“Cramp” is a word often used to describe any kind of pain in a muscle. If you’re experiencing a cramping sensation in your stomach when doing sit-ups, it first might be helpful to determine if you’re actually getting cramps.
An ordinary muscle cramp is a sudden, involuntary contraction or over-shortening of the muscle. It can last for several seconds or minutes and can cause mild to extreme pain as the muscle impinges on the nerves. You may feel a few brief spasms or twitches before the onset of the full cramp. With severe cramps, the muscle may stay sore or tender for a few days.
One form of stomach cramps is common enough to have been awarded a medical phrase: Exercise-related transient abdominal pain, or ETAP. It’s commonly referred to as a "stitch." It’s most likely to occur in activities with repetitive torso movement, with the torso in an extended position.
ETAP is a localized pain that’s usually felt to the sides of the mid abdomen, though it can occur anywhere in the abdomen. It can also be referred from nerves in the shoulder. When acute, ETAP can be sharp or stabbing. When less severe, it may take the form of cramping, aching or pulling. ETAP can have a number of different causes and should be easy to avoid when you isolate the reason for them.
Don’t Eat or Drink
Eating and drinking fluids before exercise is a likely cause of stomach cramps. In addition, the more you eat or drink, the more like you are to experience abdominal pain during exercise. Clear fluids have been shown to be less irritating than thicker solutions like juices. If dehydration during workouts is a problem, try gradually increasing the amount of fluid you drink. The gut seems to increase its tolerance to larger quantities of fluid over time.
Be Sure to Warm Up
Warming up with stretches may your best bet for avoiding the cramps. Gentle stretching — in this case of the abdominal muscles — is both prevention and cure for the cramps. A general warm-up with some cardio is always recommended, and sun salutations are a gentle way to warm up the whole body.
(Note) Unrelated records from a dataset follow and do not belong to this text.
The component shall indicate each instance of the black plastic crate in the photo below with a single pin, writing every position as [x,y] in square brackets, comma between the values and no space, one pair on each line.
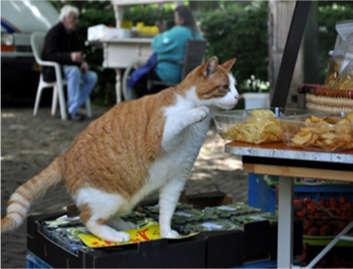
[224,249]
[164,253]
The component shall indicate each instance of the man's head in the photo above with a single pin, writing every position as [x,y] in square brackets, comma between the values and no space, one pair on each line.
[69,17]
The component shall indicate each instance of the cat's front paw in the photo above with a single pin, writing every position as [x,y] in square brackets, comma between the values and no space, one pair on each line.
[203,112]
[120,237]
[170,234]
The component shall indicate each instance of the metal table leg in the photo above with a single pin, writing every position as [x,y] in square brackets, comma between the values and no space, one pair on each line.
[118,79]
[340,236]
[285,223]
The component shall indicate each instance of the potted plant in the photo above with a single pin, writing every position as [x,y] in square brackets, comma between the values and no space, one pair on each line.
[256,93]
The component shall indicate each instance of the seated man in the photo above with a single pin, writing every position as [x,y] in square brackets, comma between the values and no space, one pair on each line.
[62,45]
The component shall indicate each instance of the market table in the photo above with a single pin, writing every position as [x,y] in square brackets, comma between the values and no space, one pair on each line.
[279,160]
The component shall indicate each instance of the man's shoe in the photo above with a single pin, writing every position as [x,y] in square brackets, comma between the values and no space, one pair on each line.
[76,117]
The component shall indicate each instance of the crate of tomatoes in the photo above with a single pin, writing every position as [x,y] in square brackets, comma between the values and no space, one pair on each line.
[323,218]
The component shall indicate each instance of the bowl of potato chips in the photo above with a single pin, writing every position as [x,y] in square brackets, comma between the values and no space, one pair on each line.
[323,132]
[254,126]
You might perform three rounds of vacuum, which is drawing your stomach inward toward your spine and holding it for 30 seconds. Stretching, or other gentle exercise prior to going into high gear with sit-ups or other abdominal exercises, reduces the chance of muscle fatigue, which leads to cramping.
Although dehydration and its accompanying depletion of electrolytes are commonly cited as a reason for muscle cramping, there’s not actually a lot of research to support this. And unless you’ve done 800 sit-ups in a steam-room, or have been working out strenuously for hours, you’re unlikely to get dehydrated just by doing sit-ups. Still, it’s worth taking into account.
According to the journal Sports Health_,_ the body will have absorbed most of the fluid, electrolytes and nutrients in a liter of water or a sports drink within one hour of drinking it. Needless to say, it’s also important to eat a balanced diet because most fluids and electrolytes are replaced at meals.
The American Council on Exercise recommends drinking 17 to 20 ounces of water two to three hours before starting exercise, and another 8 ounces 20 to 30 minutes before you start your workout. You should also consume 7 to 10 ounces every half hour during exercise, and 16 to 24 ounces after exercise for every pound of body weight lost to sweat.